Spanish consumer prices rose by 5.8 per cent in the year to this month, according to preliminary figures published by the national statistics office on Friday. The figure was down from 6.8 per cent in the previous month and a sharper fall than economists had forecast.

The Spanish data are the first December inflation figures for a eurozone member state. If similar falls occur elsewhere, then policymakers at the European Central Bank could opt to lower the pace of rate increases more quickly than markets expect.

German data are out on Tuesday and are expected to show inflation slowing from 10 per cent to 9 per cent. Italian price pressures are also expected to have moderated, while figures for the eurozone as a whole are forecast to show inflation returning to single digits. Economists predict a fall to 9.7 per cent in December from 10.1 per cent in the previous month when data for the single currency area are out next Friday.
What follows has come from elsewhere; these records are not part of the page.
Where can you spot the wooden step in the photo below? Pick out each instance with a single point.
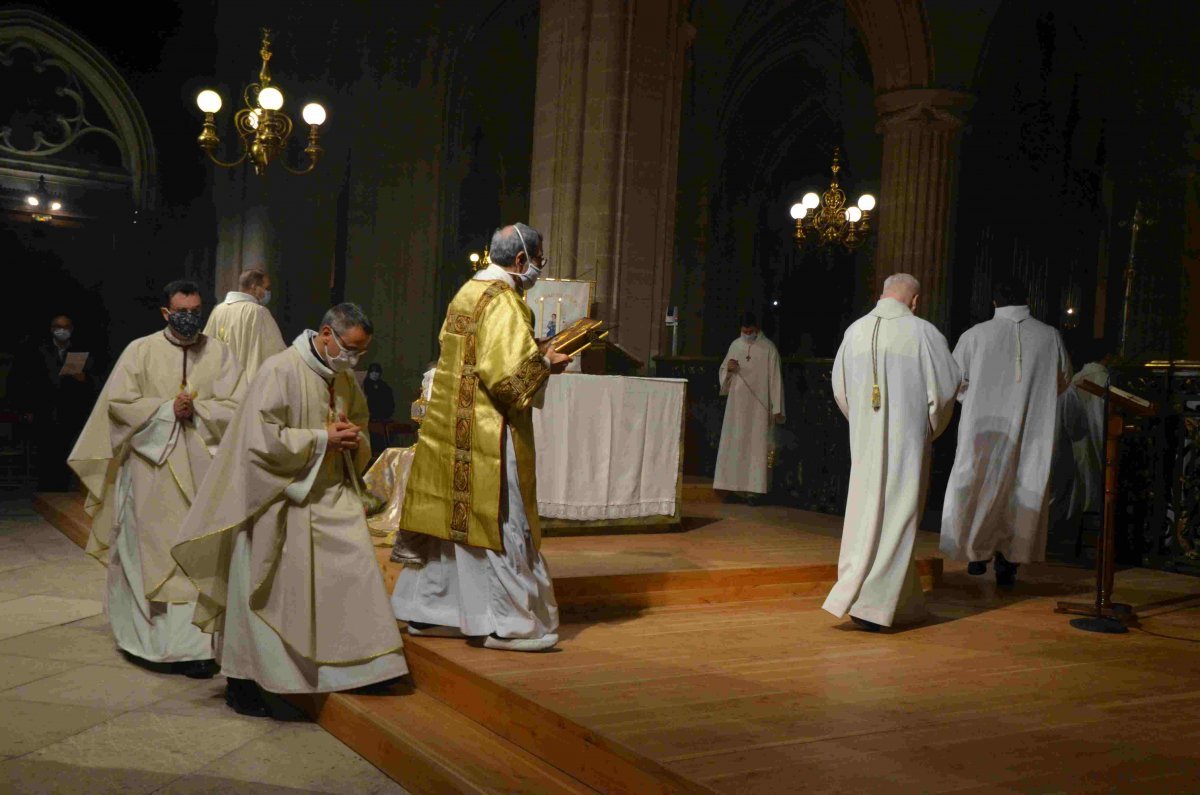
(64, 510)
(579, 596)
(591, 758)
(429, 747)
(699, 490)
Though headline inflation is now falling in several major economies, underlying price pressures continue to linger. Core inflation in Spain — a measure which excludes energy and food inflation — accelerated to 6.9 per cent in December from 6.3 per cent in the previous month and the highest since records began in 2003.

“Services prices will continue showing robust monthly dynamics, keeping core eurozone inflation close to the 2022 highs,” said Iaroslav Shelepko, economist at Barclays, adding that he expected “growing divergence” between headline and core measures as a “theme” for 2023.

Faced with the highest inflation on record, the ECB raised rates by 2.5 percentage points over the course of 2022, from minus 0.5 to 2 per cent. Inflation hit a peak of 10.6 per cent in October.

The ECB’s governing council next meets to set policy on February 2. Christine Lagarde, ECB president, hinted after rate-setters’ December vote that a half-point rise in borrowing costs was likely. However, sharper than expected falls in inflation would raise the chances of the ECB switching to quarter-point rises early next year.

The Spanish reading was lower than the 6 per cent forecast by economists polled by Reuters and marked the fifth consecutive decline from a peak of 10.8 per cent registered in July.

Nadia Calviño, Spain’s deputy prime minister and economy minister, celebrated the data as “very positive”, noting that Spain’s inflation rate had now dropped by 5 percentage points in five months. “There may be upticks, but the trend is for inflation to continue to fall in 2023,” she told Cadena Ser radio.

Spain has taken several steps to limit the rise in energy costs this year, including the so-called “Iberian exception” that decoupled the price of electricity from that of gas by capping the wholesale costs for gas paid by power generators.

Madrid also introduced a blanket fuel subsidy that reduced petrol and diesel prices by €0.20 per litre, although it is due to expire on December 31 and will be available only to business consumers from next year.

Calviño said: “All the measures we’ve put in place are aimed at containing the rise in prices and we see that they are proving to be effective. The fall in energy is the fundamental factor that explains why inflation is falling.”

The country has also benefited from its historically low dependence on Russian gas compared with Germany and other parts of northern Europe.

In a new €10bn package of measures to ease the cost of living, Spain’s Socialist prime minister Pedro Sánchez this week announced a cut in sales tax from 4 per cent to zero for basic foods including bread, milk, cheese, fruit and vegetables.

Calviño described the measures as sending “a very powerful measure” that would keep the cost of everyday staples in check.

The package included a one-off payment of €200 for some 4mn households and was the third round of support announced this year, taking the combined cost for the government to €45bn.